If you’ve never made a bean salad, you won’t believe how easy it is. Just rinse your canned beans, throw them into a bowl with sliced onion, and pour the dressing over. It will last for several weeks in the refrigerator, and it tastes better the longer it sits. It also doubles nicely for a cookout.

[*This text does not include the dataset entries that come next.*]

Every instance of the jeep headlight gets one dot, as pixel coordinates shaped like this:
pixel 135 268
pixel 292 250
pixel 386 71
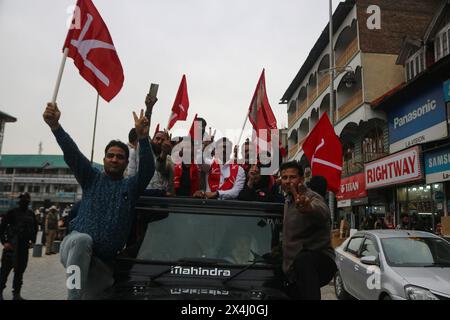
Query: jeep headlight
pixel 416 293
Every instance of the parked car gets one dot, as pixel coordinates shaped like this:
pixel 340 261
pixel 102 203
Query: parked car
pixel 202 249
pixel 393 264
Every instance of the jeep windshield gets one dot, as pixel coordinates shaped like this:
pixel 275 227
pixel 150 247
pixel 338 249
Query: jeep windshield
pixel 231 234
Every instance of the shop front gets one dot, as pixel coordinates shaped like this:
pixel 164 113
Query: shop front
pixel 437 174
pixel 388 180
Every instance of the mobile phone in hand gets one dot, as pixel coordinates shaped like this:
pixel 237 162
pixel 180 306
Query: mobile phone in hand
pixel 153 90
pixel 302 189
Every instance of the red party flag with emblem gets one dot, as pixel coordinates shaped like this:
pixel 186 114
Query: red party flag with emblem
pixel 323 149
pixel 180 106
pixel 91 47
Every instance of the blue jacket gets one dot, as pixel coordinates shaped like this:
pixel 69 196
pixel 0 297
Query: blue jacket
pixel 106 209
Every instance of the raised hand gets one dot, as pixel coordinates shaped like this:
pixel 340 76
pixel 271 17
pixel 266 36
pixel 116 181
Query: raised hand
pixel 141 124
pixel 51 115
pixel 150 102
pixel 299 196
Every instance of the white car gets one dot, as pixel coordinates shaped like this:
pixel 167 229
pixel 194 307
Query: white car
pixel 393 264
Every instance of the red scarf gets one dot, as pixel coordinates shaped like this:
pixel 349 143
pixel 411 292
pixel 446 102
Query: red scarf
pixel 214 177
pixel 194 175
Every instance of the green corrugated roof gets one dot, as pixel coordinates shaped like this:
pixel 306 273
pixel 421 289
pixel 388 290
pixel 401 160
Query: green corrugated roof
pixel 7 117
pixel 35 161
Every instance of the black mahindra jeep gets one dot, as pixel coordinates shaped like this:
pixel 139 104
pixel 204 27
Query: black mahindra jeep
pixel 183 248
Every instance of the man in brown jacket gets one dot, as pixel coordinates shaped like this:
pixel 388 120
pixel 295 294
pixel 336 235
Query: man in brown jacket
pixel 308 258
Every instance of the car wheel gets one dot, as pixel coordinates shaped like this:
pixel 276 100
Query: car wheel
pixel 339 289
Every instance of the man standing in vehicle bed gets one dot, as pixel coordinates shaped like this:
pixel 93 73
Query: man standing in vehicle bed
pixel 308 258
pixel 105 213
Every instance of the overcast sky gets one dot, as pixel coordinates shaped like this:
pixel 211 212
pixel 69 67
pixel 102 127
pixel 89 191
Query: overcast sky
pixel 221 45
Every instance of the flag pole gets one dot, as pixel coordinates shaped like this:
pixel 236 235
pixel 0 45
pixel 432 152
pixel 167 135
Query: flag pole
pixel 60 72
pixel 95 127
pixel 243 127
pixel 332 105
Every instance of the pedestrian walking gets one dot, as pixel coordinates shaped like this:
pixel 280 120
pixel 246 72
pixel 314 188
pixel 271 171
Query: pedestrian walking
pixel 18 230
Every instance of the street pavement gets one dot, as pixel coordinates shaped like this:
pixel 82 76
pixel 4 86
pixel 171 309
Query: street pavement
pixel 45 279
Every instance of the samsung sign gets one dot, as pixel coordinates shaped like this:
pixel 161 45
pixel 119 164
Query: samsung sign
pixel 421 119
pixel 437 166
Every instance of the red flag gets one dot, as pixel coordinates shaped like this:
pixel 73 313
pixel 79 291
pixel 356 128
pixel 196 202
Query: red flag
pixel 261 115
pixel 191 131
pixel 324 151
pixel 93 51
pixel 156 130
pixel 180 106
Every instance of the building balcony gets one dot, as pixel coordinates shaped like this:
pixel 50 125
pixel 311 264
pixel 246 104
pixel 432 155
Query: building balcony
pixel 372 156
pixel 353 166
pixel 346 56
pixel 312 96
pixel 352 103
pixel 292 117
pixel 301 109
pixel 324 83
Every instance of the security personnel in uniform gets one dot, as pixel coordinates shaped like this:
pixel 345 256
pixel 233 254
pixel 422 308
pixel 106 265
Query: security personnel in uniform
pixel 18 230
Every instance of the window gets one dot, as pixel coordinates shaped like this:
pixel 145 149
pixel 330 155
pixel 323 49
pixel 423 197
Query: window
pixel 442 43
pixel 354 244
pixel 415 64
pixel 369 249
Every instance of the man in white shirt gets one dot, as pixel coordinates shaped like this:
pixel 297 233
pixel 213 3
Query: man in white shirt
pixel 224 179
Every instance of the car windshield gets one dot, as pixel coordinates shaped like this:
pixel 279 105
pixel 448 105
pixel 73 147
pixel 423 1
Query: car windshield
pixel 228 239
pixel 416 252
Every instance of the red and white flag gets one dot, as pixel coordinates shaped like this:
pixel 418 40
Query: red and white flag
pixel 323 149
pixel 261 115
pixel 92 49
pixel 193 128
pixel 156 130
pixel 180 106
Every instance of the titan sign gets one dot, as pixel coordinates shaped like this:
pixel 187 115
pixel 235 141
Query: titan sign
pixel 421 119
pixel 395 169
pixel 353 187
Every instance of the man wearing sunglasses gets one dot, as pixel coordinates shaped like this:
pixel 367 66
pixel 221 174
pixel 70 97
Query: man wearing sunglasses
pixel 105 214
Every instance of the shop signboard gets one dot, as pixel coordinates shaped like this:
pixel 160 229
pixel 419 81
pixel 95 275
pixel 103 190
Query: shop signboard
pixel 437 165
pixel 422 118
pixel 397 168
pixel 352 187
pixel 447 90
pixel 344 203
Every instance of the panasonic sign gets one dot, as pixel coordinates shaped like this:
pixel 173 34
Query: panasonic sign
pixel 420 118
pixel 421 111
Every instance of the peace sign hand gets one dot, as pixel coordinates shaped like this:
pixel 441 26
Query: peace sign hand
pixel 141 124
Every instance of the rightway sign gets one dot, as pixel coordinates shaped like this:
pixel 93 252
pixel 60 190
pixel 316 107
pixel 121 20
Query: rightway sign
pixel 437 166
pixel 421 119
pixel 397 168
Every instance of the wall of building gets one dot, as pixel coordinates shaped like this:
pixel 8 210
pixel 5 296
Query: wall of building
pixel 380 74
pixel 398 19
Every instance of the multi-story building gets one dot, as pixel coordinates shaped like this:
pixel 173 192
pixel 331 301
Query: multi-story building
pixel 4 118
pixel 418 116
pixel 45 177
pixel 365 57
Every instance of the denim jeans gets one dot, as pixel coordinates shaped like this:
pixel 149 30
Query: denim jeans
pixel 95 276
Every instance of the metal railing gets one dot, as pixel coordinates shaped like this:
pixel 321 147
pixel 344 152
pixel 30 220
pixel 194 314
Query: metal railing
pixel 348 53
pixel 351 104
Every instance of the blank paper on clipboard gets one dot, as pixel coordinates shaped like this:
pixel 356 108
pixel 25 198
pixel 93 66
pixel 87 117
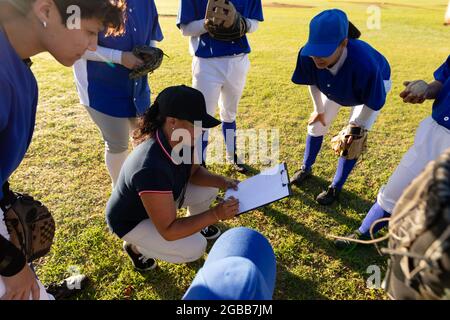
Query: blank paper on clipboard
pixel 267 187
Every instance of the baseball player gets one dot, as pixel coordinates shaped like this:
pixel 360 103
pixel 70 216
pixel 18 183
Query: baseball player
pixel 220 60
pixel 339 72
pixel 112 99
pixel 432 139
pixel 28 27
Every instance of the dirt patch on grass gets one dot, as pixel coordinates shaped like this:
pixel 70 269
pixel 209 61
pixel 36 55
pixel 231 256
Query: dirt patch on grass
pixel 287 5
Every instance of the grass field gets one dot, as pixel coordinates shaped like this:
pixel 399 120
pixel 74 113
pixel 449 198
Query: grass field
pixel 64 166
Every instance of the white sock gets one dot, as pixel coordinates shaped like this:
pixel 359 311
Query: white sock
pixel 114 162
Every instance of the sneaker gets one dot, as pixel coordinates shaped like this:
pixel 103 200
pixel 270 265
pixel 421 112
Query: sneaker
pixel 210 233
pixel 68 287
pixel 139 261
pixel 301 176
pixel 328 196
pixel 344 244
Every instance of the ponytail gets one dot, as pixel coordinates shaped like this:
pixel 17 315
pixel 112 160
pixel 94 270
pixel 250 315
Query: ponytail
pixel 148 124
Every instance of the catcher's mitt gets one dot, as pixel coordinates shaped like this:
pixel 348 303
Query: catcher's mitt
pixel 354 149
pixel 152 58
pixel 30 225
pixel 223 21
pixel 419 237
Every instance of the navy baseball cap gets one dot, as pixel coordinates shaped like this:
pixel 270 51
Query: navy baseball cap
pixel 184 103
pixel 327 30
pixel 240 266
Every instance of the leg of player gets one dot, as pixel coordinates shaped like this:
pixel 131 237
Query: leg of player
pixel 316 132
pixel 208 81
pixel 228 103
pixel 364 117
pixel 430 142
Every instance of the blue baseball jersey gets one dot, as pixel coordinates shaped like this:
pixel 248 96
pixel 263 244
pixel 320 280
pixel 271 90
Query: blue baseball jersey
pixel 441 106
pixel 18 103
pixel 150 168
pixel 110 90
pixel 192 10
pixel 359 81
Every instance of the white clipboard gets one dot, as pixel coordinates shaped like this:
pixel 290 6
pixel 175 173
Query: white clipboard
pixel 265 188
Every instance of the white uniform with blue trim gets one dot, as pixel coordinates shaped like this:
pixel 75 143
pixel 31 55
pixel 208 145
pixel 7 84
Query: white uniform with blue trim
pixel 360 65
pixel 18 103
pixel 432 139
pixel 219 68
pixel 113 100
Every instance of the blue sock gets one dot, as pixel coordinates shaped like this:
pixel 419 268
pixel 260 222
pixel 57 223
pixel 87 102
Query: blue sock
pixel 313 146
pixel 229 134
pixel 343 170
pixel 375 213
pixel 205 136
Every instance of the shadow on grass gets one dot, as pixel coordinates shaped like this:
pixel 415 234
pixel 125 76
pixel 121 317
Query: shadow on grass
pixel 357 260
pixel 347 200
pixel 292 287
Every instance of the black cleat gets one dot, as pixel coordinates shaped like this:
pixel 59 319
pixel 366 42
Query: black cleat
pixel 301 176
pixel 344 244
pixel 328 196
pixel 210 233
pixel 139 261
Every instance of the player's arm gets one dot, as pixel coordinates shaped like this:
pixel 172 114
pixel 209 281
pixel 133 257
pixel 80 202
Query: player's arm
pixel 108 55
pixel 418 91
pixel 319 109
pixel 163 213
pixel 202 177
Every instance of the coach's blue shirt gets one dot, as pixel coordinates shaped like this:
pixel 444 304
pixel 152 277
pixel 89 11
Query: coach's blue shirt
pixel 109 88
pixel 192 10
pixel 18 103
pixel 150 168
pixel 441 106
pixel 359 81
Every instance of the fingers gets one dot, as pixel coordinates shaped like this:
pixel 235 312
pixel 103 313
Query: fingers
pixel 35 291
pixel 322 121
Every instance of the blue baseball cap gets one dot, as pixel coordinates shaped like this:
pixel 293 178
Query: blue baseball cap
pixel 327 30
pixel 240 266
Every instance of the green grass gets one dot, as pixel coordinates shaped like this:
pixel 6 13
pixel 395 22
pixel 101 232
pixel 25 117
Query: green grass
pixel 64 166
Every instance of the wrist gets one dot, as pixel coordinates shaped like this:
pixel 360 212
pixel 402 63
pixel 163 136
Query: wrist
pixel 214 212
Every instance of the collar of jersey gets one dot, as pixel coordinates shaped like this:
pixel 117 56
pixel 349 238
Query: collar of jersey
pixel 335 69
pixel 165 146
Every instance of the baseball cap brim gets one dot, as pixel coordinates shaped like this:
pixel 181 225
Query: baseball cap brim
pixel 322 50
pixel 209 121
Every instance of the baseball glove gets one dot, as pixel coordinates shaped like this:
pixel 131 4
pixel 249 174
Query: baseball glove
pixel 419 237
pixel 152 58
pixel 223 22
pixel 354 149
pixel 30 225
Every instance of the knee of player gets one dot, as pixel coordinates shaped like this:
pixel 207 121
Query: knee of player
pixel 116 146
pixel 317 129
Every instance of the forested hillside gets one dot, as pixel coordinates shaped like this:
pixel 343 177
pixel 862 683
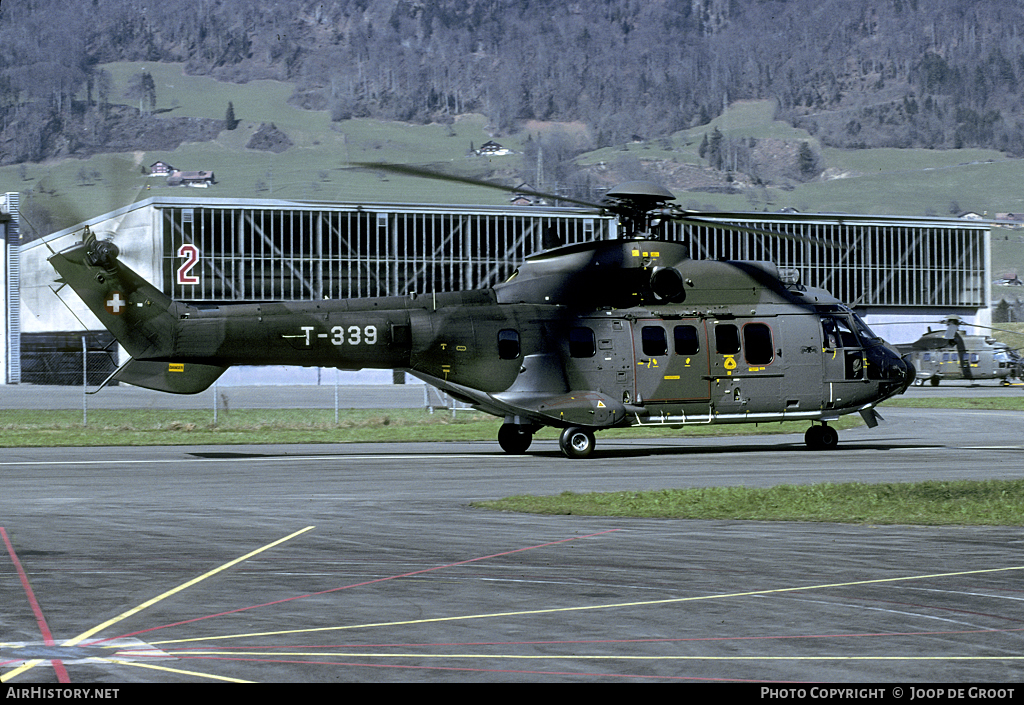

- 1 15- ounce can of dark red kidney beans
- 1-15 ounce can of black beans
- 1-15 ounce can of navy beans
- 1-15 ounce can of french-style green beans
- 1-15 ounce can of wax beans
- 1 medium onion sliced into thin rings
- 1/3 cup of olive oil
- 3/4 cup of white vinegar
- 1/2 teaspoon kosher salt or more to taste
- 1/4 teaspoon fresh ground pepper
- 1/3 cup sugar
- Drain and rinse all of the canned beans, and place them in a large mixing bowl
- Gently mix in onions
- In a large measuring cup, whisk together oil, vinegar, salt, pepper and sugar until combined.
- Pour the dressing over the salad, and stir gently to combine.
- Cover, and let marinade for at least 4 hours, or over night.